State Department spokesman Philip Reeker last week insisted that sanctions "cannot be lifted until [President Bush] determines that a democratically elected government has taken office."
But Deputy Secretary of State Richard Armitage told reporters on a trip to Australia last week that the sanctions imposed because of the nuclear tests "will be coming off."
"In our system, it's not just a matter for the president to decide. It will be something that we will consult with Congress," Mr. Armitage said.
"I have begun the consultations along with some of my colleagues. With the advice of Congress, they will be coming off. This is some of the sanctions," he said, according to a transcript provided by the Washington-based Internet news service, Information Times.
He added that the sanctions imposed after the nuclear tests "would be the first to go."
Mr. Armitage said that removing some of the sanctions will help stabilize Pakistan and prevent it from "becoming more under the influence" of the radical Islamic Taliban regime in Afghanistan.
"We have some similar sanctions on Pakistan and some different [from the sanctions on India], because Pakistan is not a democracy. When Musharraf did away with the democratic process, no matter how shaky it was, then some other sanctions came into play," Mr. Armitage said.
"But clearly we have to move somewhere with Pakistan. The United States is not interested in Pakistan becoming more under the influence of Afghanistan. There has to be a way out for Pakistan. We are going to try to play an effective role."

Bangladesh votes
The U.S. ambassador to Bangladesh yesterday welcomed the announcement that national elections will be held Oct. 1 and expressed confidence the vote will be free and fair.
Ambassador Mary Ann Peters also urged Bangladeshis to avoid violence during the campaign.
"We are confident free elections will be held on Oct. 1," Mrs. Peters told reporters in the capital, Dhaka. "Bangladeshis want to go to the hustings, and Washington always supports the democratic process."
She urged the country's caretaker government to control political violence that has claimed 40 lives in recent weeks.

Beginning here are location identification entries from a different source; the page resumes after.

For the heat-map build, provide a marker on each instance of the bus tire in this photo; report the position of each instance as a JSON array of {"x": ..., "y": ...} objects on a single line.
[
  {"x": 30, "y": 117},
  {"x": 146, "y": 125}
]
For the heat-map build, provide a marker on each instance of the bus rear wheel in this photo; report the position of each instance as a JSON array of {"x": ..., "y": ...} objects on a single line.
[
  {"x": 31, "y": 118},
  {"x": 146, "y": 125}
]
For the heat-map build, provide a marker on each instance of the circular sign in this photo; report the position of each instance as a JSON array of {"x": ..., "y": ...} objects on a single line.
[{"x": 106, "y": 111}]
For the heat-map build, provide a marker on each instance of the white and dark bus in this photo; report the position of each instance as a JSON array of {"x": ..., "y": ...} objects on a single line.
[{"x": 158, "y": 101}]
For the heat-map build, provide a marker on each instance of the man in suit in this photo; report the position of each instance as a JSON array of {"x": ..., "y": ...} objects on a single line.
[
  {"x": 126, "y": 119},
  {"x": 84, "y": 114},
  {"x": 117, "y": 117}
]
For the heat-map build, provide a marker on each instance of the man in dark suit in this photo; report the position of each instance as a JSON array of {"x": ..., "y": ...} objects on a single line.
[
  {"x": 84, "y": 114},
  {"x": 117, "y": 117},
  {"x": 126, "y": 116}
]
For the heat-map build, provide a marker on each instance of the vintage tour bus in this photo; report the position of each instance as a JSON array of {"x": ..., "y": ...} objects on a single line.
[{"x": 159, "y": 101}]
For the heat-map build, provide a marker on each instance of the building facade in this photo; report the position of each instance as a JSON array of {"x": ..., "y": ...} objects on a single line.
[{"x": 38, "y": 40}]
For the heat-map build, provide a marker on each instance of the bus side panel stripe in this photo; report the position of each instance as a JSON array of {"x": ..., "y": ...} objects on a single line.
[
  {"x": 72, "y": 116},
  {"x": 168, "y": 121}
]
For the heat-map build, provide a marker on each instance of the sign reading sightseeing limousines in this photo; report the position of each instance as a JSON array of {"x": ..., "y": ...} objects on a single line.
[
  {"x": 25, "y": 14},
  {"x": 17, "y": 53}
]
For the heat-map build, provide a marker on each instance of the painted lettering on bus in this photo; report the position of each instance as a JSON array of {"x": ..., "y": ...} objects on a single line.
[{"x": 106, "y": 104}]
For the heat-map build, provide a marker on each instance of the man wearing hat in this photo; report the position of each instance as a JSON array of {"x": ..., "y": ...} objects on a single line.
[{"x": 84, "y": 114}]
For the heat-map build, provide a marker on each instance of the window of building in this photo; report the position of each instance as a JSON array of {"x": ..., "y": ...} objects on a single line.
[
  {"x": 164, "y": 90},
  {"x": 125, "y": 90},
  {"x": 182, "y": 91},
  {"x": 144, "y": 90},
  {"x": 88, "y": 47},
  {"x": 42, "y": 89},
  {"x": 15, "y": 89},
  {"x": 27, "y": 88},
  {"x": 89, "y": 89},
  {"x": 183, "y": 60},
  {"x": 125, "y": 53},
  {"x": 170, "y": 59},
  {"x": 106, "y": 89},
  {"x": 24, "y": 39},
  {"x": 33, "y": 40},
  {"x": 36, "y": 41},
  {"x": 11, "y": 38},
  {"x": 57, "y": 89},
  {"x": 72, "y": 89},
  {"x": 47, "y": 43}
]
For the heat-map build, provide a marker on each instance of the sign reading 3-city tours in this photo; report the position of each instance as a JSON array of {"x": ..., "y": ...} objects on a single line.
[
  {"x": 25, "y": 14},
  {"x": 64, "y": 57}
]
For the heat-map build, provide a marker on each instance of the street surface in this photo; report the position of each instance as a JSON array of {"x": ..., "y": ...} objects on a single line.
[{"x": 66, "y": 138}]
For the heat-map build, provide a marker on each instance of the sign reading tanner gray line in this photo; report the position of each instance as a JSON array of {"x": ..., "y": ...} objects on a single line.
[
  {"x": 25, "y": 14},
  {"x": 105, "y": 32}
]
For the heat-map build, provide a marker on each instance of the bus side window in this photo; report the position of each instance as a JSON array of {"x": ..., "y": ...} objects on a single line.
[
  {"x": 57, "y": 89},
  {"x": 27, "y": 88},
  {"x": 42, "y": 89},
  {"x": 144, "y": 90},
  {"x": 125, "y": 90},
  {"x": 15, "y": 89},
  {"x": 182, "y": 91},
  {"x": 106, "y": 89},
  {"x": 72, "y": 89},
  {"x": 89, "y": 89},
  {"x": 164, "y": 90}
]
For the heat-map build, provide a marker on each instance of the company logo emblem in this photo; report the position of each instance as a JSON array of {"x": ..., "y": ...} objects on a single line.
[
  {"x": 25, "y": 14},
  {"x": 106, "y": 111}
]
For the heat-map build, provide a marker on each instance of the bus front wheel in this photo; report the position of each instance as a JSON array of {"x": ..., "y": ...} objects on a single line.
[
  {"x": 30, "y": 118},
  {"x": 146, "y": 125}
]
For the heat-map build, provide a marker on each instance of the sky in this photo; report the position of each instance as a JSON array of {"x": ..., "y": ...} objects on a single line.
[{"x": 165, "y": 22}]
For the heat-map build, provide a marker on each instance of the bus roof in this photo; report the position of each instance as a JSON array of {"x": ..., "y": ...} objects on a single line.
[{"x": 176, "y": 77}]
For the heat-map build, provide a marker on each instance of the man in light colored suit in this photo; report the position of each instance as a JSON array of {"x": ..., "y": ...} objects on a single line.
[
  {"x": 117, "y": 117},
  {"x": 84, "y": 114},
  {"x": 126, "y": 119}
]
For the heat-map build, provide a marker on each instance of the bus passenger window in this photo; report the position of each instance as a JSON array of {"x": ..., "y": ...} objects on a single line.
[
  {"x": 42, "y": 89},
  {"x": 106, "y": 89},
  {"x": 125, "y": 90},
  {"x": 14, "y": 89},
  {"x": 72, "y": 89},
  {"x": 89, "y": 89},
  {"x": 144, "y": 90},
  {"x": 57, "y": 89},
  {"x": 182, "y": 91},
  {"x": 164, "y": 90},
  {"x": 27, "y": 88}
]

"Certainly violence is not compatible with free and fair elections," Mrs. Peterson said. "Bangladesh will be able to hold free elections, as it has already done in 1991 and 1996."
The ambassador's comment was her latest appeal for the South Asian nation to avoid political turmoil, even though her earlier statements were denounced as interference in Bangladesh's internal affairs.
In May, Sheik Hasina Wajed, then prime minister, criticized Mrs. Peterson's "sermons," and Imran Saleh Prince of the opposition Bangladesh National Party (BNP) advised the ambassador "not to dictate to us."
Bangladesh's election commission announced Sunday the date for voters to pick a new government to replace the temporary one established July 15 after parliament's five-year term ended.